INCOME GROWTH remains steady enough to justify consumers' willingness to take on more debt. However, something else the bond market hasn't noticed is that the pileup of old IOUs is taking a bigger bite out of household budgets, leaving less cash for new spending.

Consumer installment credit jumped by $12 billion in February, or at an annual rate of 13.9%. Revolving debt, which includes credit cards, rose an additional $6.4 billion. Auto financing was up by $3 billion.

Outstanding debt hit a record 19.1% of disposable income in February, so it is no great shock that credit constraints are rising. Credit-card delinquency rates edged up to 3.3% in the fourth quarter, from 2.4% a year earlier. And the rate will go higher in 1996, says the American Bankers Assn.

In the fourth quarter, payments on mortgages and installment debt grabbed 16.7% of aftertax income. Repaying installment debt alone took 10.9%, the highest rate in 20 years (chart). Debt service is probably why the recent pickup in income has not touched off a spending spree. Since August, real disposable income has increased at a 4.3% annual rate, while real consumer spending is up just 2.3%.

Is the debt spurt dangerous to the economy? Not yet. In general, debt levels become a problem only when employment and income growth get into trouble.

Moreover, although the ratio of installment-debt payments to income has risen, the mortgage ratio is down, thanks to past low rates and the 1993 wave of refinancings. Also, the delinquency rate is still below the levels hit before the past two recessions, while the rate on overdue mortgage payments is less than that of the 1980s and early 1990s.
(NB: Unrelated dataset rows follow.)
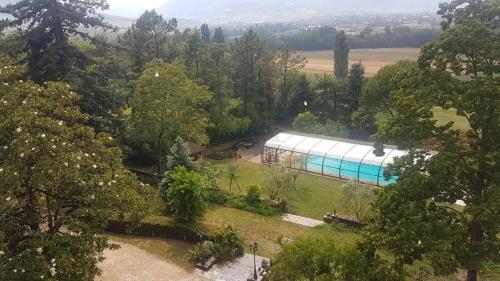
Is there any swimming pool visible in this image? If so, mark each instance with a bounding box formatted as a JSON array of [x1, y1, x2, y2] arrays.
[[307, 155, 398, 185]]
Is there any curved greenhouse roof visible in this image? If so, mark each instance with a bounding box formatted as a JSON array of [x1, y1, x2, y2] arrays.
[[262, 132, 409, 186]]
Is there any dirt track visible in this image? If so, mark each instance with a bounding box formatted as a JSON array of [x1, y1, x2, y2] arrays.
[[97, 242, 202, 281]]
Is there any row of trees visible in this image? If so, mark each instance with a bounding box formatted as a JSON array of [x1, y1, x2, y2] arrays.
[[264, 26, 441, 51]]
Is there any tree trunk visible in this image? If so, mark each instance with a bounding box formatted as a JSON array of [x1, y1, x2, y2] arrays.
[[466, 269, 477, 281]]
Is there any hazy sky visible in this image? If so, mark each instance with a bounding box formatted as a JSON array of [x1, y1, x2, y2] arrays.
[[107, 0, 167, 9]]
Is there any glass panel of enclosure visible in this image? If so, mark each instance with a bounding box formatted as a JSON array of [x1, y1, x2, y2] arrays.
[[307, 140, 339, 174], [340, 145, 374, 180], [262, 133, 409, 186]]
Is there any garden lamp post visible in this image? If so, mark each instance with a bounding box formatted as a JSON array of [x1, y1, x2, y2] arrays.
[[304, 100, 308, 112], [250, 242, 258, 280]]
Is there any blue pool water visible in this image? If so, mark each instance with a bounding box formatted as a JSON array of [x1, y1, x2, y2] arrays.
[[306, 155, 398, 185]]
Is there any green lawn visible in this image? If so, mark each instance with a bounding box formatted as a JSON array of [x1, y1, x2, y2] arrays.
[[145, 206, 360, 258], [433, 107, 470, 131], [207, 159, 356, 220]]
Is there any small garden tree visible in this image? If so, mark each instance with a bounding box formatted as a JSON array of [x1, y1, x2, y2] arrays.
[[166, 136, 199, 171], [283, 155, 307, 188], [166, 166, 209, 223], [265, 164, 293, 201], [340, 180, 375, 221]]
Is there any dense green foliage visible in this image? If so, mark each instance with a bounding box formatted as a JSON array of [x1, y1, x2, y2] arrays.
[[0, 59, 150, 281], [127, 61, 211, 172], [0, 0, 111, 82], [166, 166, 209, 223], [212, 225, 244, 260], [166, 136, 199, 172], [264, 26, 440, 51], [334, 31, 349, 79], [365, 2, 500, 281], [269, 237, 401, 281], [293, 112, 348, 138]]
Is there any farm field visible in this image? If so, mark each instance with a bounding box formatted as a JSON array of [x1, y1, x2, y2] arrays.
[[298, 48, 421, 76]]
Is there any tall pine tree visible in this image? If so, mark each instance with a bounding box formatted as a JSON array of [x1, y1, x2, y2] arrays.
[[0, 0, 112, 82], [334, 31, 349, 79]]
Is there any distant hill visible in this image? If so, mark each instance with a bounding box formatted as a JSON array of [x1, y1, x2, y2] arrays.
[[158, 0, 445, 23]]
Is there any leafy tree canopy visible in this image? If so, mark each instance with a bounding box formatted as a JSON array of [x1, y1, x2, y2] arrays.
[[166, 166, 209, 223], [367, 2, 500, 281], [0, 58, 150, 281], [127, 60, 212, 173]]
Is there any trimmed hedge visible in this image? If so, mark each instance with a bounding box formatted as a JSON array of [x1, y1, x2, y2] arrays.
[[107, 220, 211, 244]]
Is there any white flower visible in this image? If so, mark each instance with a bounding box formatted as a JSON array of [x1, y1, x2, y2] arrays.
[[62, 142, 66, 146], [92, 165, 97, 169], [36, 247, 42, 254], [31, 147, 35, 151], [40, 275, 44, 279], [90, 194, 95, 200], [51, 258, 56, 263], [2, 146, 6, 150], [98, 182, 104, 186], [85, 153, 89, 157], [21, 269, 25, 273], [92, 153, 96, 156], [41, 134, 46, 138], [0, 168, 3, 173], [50, 267, 56, 277], [52, 145, 56, 149], [16, 127, 22, 133], [13, 269, 17, 273], [0, 250, 4, 255], [19, 153, 24, 158], [112, 180, 116, 184], [75, 164, 80, 169], [34, 111, 38, 115], [64, 162, 68, 167], [77, 156, 81, 160], [5, 197, 11, 201], [108, 137, 113, 140], [13, 172, 17, 176], [58, 121, 63, 126], [22, 100, 27, 104]]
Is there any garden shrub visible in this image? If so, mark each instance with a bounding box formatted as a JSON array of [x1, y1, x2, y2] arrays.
[[245, 185, 262, 205], [209, 189, 228, 204], [225, 195, 282, 216], [166, 166, 209, 223], [191, 241, 216, 263], [213, 225, 244, 260]]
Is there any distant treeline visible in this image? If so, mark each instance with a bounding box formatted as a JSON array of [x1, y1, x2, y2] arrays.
[[262, 26, 441, 51]]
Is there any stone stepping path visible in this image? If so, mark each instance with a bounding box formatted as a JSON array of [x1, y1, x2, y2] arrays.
[[282, 213, 324, 228]]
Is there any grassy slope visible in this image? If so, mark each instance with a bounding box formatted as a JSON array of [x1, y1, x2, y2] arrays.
[[207, 159, 354, 220]]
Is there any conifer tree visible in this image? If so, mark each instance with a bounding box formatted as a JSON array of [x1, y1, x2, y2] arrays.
[[334, 31, 349, 79], [166, 136, 199, 172], [0, 0, 112, 82]]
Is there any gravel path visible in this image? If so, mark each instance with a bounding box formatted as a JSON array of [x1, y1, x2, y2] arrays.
[[97, 241, 203, 281], [282, 213, 324, 228]]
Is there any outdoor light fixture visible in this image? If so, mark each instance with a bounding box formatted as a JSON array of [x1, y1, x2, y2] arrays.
[[250, 242, 258, 280], [155, 72, 159, 77]]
The bottom line: Bond yields are now more than four percentage points above the current inflation rate, far greater than the historical average. That spread implies that the bond market believes inflation is about to accelerate, a scenario the data just don't support. As a result, when the market's growth scare finally eases in coming months, bond yields are likely to fall--preferably before they do any more damage.